ゴッドファーザーの回想シーンでご飯3杯いけるのレビュー・感想・評価

ゴッドファーザー(1972年製作の映画)
2.8
10年以上前に観た時は、あまり印象に残らなかった。映画の経験値みたいな物もあるはずで、試しに再挑戦してみたけど、結果から言うと、前回鑑賞時と印象は変わらず。むしろ時代が進んだ事で、この作品が持つ古い価値観が更に気になってしまった。

所謂マフィアを題材にした作品でありながら、イタリアをルーツに持つファミリーを軸にした物語として作られている事。そこからうっすらと炙り出される第二次世界大戦直後のアメリカ社会や人種差別の構造、それを表現する役者の力量、音楽等、見所自体はある程度把握しているつもりである。

ただ、1940年代を舞台としているものの、1972年に公開された映画としては、描き方があまりに古風過ぎないか。特に気になるのが、男だけで話が進む点だ。
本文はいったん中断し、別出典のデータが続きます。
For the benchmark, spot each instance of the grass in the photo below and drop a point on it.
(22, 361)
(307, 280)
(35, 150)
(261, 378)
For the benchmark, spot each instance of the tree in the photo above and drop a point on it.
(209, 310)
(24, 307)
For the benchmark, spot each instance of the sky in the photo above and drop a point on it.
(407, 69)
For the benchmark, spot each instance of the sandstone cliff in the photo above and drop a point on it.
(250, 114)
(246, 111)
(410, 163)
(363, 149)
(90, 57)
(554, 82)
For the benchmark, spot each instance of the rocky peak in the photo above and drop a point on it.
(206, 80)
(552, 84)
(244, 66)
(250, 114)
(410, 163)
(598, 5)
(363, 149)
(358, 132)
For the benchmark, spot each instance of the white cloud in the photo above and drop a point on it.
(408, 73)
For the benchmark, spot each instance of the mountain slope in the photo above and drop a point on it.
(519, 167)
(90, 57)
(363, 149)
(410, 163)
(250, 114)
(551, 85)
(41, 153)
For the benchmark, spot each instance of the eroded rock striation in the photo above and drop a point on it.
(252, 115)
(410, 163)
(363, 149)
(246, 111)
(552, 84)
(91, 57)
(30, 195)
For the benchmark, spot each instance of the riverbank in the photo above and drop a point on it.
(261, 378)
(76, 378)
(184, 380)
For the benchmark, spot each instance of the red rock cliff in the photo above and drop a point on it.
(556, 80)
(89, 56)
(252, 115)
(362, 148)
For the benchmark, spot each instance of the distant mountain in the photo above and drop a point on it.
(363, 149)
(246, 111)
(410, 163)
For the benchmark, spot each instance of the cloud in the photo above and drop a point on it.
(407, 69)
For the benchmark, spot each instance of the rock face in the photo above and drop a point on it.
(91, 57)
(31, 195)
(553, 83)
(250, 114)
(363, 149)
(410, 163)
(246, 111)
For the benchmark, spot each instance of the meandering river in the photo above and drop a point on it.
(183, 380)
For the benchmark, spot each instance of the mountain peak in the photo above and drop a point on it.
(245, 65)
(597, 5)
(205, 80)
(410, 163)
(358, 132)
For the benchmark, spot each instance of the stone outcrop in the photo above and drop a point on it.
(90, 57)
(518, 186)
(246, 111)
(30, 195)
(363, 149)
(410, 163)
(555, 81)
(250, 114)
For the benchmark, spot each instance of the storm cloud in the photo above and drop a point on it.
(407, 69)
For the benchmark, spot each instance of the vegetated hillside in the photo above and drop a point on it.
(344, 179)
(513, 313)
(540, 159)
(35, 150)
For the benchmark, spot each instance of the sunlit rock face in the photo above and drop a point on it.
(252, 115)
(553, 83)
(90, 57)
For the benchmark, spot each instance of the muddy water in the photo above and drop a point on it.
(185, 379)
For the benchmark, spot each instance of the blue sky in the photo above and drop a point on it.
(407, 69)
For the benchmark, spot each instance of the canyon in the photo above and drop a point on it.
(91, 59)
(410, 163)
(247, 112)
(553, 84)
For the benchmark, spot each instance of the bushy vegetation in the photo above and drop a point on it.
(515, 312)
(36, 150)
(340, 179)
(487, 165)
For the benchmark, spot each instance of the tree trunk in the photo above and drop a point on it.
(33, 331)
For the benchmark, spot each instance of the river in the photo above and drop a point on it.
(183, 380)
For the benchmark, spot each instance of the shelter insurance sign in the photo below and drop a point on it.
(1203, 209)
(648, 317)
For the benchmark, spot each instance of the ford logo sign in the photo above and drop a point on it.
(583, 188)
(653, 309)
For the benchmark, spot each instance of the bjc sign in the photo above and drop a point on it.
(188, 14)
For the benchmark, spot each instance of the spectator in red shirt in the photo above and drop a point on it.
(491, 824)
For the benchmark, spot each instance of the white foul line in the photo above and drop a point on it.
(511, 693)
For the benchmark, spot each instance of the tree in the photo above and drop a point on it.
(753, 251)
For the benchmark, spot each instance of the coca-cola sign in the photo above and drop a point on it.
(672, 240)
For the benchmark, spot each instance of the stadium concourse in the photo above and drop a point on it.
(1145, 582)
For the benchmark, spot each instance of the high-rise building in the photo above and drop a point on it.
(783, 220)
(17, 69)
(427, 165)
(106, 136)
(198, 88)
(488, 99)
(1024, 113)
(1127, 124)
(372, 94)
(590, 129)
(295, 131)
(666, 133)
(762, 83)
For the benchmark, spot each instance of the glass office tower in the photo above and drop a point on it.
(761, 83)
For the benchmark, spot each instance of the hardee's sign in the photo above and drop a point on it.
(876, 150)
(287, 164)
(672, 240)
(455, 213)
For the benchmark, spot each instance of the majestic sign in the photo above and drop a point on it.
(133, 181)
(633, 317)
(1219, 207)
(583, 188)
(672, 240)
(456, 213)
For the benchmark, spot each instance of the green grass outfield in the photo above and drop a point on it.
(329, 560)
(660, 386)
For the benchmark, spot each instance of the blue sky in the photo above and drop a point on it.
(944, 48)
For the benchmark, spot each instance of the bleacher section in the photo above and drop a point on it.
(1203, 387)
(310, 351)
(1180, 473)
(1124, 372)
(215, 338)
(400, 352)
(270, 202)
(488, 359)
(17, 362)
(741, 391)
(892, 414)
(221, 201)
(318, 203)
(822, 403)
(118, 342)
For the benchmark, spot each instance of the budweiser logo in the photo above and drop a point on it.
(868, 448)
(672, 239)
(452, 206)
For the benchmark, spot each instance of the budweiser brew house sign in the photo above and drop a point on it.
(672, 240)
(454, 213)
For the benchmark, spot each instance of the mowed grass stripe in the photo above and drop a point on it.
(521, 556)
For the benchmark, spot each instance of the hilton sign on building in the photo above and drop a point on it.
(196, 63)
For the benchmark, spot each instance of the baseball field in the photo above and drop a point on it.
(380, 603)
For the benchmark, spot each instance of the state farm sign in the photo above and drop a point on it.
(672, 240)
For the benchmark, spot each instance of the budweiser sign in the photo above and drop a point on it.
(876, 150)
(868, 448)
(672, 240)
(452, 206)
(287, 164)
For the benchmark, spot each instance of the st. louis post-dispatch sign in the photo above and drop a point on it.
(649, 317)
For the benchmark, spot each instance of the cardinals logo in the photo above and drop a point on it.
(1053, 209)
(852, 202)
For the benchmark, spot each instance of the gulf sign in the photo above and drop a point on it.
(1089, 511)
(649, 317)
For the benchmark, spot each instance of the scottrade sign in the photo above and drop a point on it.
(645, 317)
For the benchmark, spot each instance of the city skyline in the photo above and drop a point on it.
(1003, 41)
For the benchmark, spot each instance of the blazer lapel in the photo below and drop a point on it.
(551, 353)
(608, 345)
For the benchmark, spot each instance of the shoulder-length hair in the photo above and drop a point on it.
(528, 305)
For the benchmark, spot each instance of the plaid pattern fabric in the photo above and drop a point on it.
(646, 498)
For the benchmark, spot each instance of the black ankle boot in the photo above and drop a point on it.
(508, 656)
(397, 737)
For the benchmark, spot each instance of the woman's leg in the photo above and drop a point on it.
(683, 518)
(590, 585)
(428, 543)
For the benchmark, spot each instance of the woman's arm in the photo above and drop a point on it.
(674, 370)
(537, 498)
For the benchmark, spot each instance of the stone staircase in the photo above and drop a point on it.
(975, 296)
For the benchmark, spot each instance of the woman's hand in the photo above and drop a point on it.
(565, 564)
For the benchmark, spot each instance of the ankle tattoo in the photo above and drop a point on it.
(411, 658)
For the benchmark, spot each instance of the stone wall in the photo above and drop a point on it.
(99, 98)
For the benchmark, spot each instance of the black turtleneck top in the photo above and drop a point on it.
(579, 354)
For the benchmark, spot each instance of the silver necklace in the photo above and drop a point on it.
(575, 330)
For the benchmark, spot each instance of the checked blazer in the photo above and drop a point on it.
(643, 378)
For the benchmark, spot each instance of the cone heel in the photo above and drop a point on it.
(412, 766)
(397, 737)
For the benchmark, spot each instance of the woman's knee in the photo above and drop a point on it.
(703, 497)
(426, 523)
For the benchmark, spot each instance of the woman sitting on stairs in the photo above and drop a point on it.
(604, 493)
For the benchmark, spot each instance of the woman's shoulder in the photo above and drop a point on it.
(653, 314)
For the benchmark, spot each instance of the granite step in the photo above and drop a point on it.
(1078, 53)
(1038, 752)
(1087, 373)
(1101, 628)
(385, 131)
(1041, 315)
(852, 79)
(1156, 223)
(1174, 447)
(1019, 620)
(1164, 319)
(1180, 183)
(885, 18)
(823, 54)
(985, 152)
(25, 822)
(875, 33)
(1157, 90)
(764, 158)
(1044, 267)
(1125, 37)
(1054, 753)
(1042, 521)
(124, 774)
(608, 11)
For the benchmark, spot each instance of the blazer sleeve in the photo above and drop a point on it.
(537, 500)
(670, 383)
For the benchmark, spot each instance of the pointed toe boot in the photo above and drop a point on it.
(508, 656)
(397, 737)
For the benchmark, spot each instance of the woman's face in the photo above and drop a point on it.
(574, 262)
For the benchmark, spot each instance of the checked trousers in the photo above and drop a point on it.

女性は「男の仕事に口を出すな」のひと言で片付けられる。その割に、結婚式やセックス絡みのシーンではそれなりに持て囃されるから、余計に気分が悪い。

'30年代の「或る夜の出来事」や、'50年代の「ローマの休日」等で、既に若い女性が人生を謳歌する姿が描かれていた事を考えると、それらよりかなり後に作られた本作の描写は、あまりに古く、敢えてそうした描写を好む層に向けて作られたのではないかと邪推してしまうほど。

先に挙げた社会背景に関しても、作品内で特に語られているわけでは無い。後から考察サイトで調べて把握しても、それを映画作品の評価として加点して良い物なのかと、少々疑問に思うのだ。

公開当時にそれなりのニーズやインパクトを有していたであろう事は想像できる。しかし、僕は同じマフィア物でも、この10年、20年後に登場する「カリートへの道」や「アンタッチャブル」(共にブライアン・デ・パルマ監督作品)の方が、映画的な冒険心に溢れていて、好みである。